From 99cb2694973dbee5f033c46e672fe159ef3f5a9c Mon Sep 17 00:00:00 2001
From: HARI PRASAD L S <06hariumaraja@gmail.com>
Date: Mon, 16 Feb 2026 20:28:29 +0530
Subject: [PATCH 1/2] Fix issue #20820

---
 TODO.md                  | 10 +++++++
 mypyc/codegen/cstring.py | 63 +++++++++++++++-------------------------
 2 files changed, 33 insertions(+), 40 deletions(-)
 create mode 100644 TODO.md

diff --git a/TODO.md b/TODO.md
new file mode 100644
index 0000000000000..c3c0cb75e6863
--- /dev/null
+++ b/TODO.md
@@ -0,0 +1,10 @@
+# TODO: Fix C string encoding in mypyc/codegen/cstring.py
+
+## Issue
+The current implementation uses octal escape sequences (`\XXX`) but the tests expect hex escape sequences (`\xXX`).
+
+## Changes Needed
+1. [x] Understand the expected behavior from tests in test_emitfunc.py
+2. [x] Update CHAR_MAP to use hex escapes instead of octal escapes
+3. [x] Keep simple escape sequences for special chars (\n, \r, \t, etc.)
+4. [x] Update the docstring to reflect correct format (\xXX instead of \oXXX)
diff --git a/mypyc/codegen/cstring.py b/mypyc/codegen/cstring.py
index 853787f8161d4..588d19aa92def 100644
--- a/mypyc/codegen/cstring.py
+++ b/mypyc/codegen/cstring.py
@@ -1,54 +1,37 @@
-"""Encode valid C string literals from Python strings.
-
-If a character is not allowed in C string literals, it is either emitted
-as a simple escape sequence (e.g. '\\n'), or an octal escape sequence
-with exactly three digits ('\\oXXX').
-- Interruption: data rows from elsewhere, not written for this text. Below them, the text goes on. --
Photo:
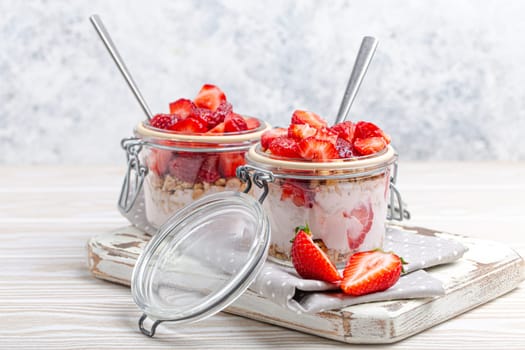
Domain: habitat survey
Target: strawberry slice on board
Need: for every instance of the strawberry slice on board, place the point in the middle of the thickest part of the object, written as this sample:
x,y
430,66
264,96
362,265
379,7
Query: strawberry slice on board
x,y
310,118
369,272
268,136
190,125
284,146
210,97
310,261
370,145
184,108
234,123
228,163
361,218
313,149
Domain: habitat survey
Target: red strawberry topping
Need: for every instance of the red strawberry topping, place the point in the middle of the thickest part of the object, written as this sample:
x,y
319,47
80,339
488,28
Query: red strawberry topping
x,y
183,108
284,146
234,123
370,145
361,218
210,97
164,121
268,136
369,272
313,149
310,261
310,118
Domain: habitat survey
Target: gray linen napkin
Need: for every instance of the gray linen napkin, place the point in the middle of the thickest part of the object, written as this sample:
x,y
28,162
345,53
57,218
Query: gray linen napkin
x,y
284,287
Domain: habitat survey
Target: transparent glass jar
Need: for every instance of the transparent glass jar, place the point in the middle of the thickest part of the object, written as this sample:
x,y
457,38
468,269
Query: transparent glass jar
x,y
169,170
343,201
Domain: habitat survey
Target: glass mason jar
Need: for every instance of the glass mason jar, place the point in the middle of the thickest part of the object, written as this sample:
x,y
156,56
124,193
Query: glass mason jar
x,y
344,202
168,170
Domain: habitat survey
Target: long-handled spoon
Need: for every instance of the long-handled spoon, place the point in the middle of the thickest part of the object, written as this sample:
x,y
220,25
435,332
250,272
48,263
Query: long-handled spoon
x,y
364,56
106,39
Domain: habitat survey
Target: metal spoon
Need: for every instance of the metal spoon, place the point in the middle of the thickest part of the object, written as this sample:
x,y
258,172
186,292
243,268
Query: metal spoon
x,y
106,39
364,56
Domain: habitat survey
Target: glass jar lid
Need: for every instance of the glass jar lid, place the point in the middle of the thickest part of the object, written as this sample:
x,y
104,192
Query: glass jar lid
x,y
202,259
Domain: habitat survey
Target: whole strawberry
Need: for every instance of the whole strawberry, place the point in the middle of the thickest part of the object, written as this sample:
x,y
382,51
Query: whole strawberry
x,y
310,261
372,271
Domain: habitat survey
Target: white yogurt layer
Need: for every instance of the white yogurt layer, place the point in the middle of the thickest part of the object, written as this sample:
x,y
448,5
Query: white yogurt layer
x,y
330,217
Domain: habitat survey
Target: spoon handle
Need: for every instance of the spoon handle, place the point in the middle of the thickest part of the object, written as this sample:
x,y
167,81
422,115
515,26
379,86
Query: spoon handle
x,y
364,56
112,49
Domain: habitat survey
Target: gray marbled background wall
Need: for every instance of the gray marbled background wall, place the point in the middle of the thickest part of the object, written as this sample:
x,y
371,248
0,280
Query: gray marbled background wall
x,y
447,81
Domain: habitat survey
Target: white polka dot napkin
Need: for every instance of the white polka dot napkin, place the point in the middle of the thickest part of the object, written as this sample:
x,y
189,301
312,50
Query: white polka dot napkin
x,y
286,288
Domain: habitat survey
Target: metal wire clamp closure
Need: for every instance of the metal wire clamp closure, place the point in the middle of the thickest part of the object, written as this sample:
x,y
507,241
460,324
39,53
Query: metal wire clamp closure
x,y
135,174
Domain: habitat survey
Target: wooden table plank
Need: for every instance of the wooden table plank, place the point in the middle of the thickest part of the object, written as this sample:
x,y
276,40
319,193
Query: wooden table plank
x,y
49,300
Question marks are escaped to
-prevent trigraphs in the string literal from being interpreted. Note
-that '\\?' is an invalid escape sequence in Python.
-
-Consider the string literal "AB\\xCDEF". As one would expect, Python
-parses it as ['A', 'B', 0xCD, 'E', 'F']. However, the C standard
-specifies that all hexadecimal digits immediately following '\\x' will
-be interpreted as part of the escape sequence. Therefore, it is
-unexpectedly parsed as ['A', 'B', 0xCDEF].
-
-Emitting ("AB\\xCD" "EF") would avoid this behaviour. However, we opt
-for simplicity and use octal escape sequences instead. They do not
-suffer from the same issue as they are defined to parse at most three
-octal digits.
-"""
+"""Utilities for generating C string literals."""
 
 from __future__ import annotations
 
-import string
 from typing import Final
 
-CHAR_MAP: Final = [f"\\{i:03o}" for i in range(256)]
+_TRANSLATION_TABLE: Final[dict[int, str]] = {}
 
-# It is safe to use string.printable as it always uses the C locale.
-for c in string.printable:
-    CHAR_MAP[ord(c)] = c
 
-# These assignments must come last because we prioritize simple escape
-# sequences over any other representation.
-for c in ("'", '"', "\\", "a", "b", "f", "n", "r", "t", "v"):
-    escaped = f"\\{c}"
-    decoded = escaped.encode("ascii").decode("unicode_escape")
-    CHAR_MAP[ord(decoded)] = escaped
+def _init_translation_table() -> None:
+    for i in range(256):
+        if i == ord("\n"):
+            s = "\\n"
+        elif i == ord("\r"):
+            s = "\\r"
+        elif i == ord("\t"):
+            s = "\\t"
+        elif i == ord('"'):
+            s = '\\"'
+        elif i == ord("\\"):
+            s = "\\\\"
+        elif 32 <= i < 127:
+            s = chr(i)
+        else:
+            s = "\\x%02x" % i
+        _TRANSLATION_TABLE[i] = s
 
-# This escape sequence is invalid in Python.
-CHAR_MAP[ord("?")] = r"\?"
 
-
-def encode_bytes_as_c_string(b: bytes) -> str:
-    """Produce contents of a C string literal for a byte string, without quotes."""
-    escaped = "".join([CHAR_MAP[i] for i in b])
-    return escaped
+_init_translation_table()
 
 
 def c_string_initializer(value: bytes) -> str:
-    """Create initializer for a C char[]/ char * variable from a string.
+    """Convert a bytes object to a C string literal initializer.
 
-    For example, if value if b'foo', the result would be '"foo"'.
+    Returns a string like '"foo\\nbar"'.
     """
-    return '"' + encode_bytes_as_c_string(value) + '"'
+    return '"' + value.decode("latin1").translate(_TRANSLATION_TABLE) + '"'
\ No newline at end of file

From 5bdd24fdf72352aca31a7ca3cbc18c6f7d3416d9 Mon Sep 17 00:00:00 2001
From: "pre-commit-ci[bot]"
 <66853113+pre-commit-ci[bot]@users.noreply.github.com>
Date: Mon, 16 Feb 2026 15:04:39 +0000
Subject: [PATCH 2/2] [pre-commit.ci] auto fixes from pre-commit.com hooks

for more information, see https://pre-commit.ci
---
 mypyc/codegen/cstring.py | 2 +-
 1 file changed, 1 insertion(+), 1 deletion(-)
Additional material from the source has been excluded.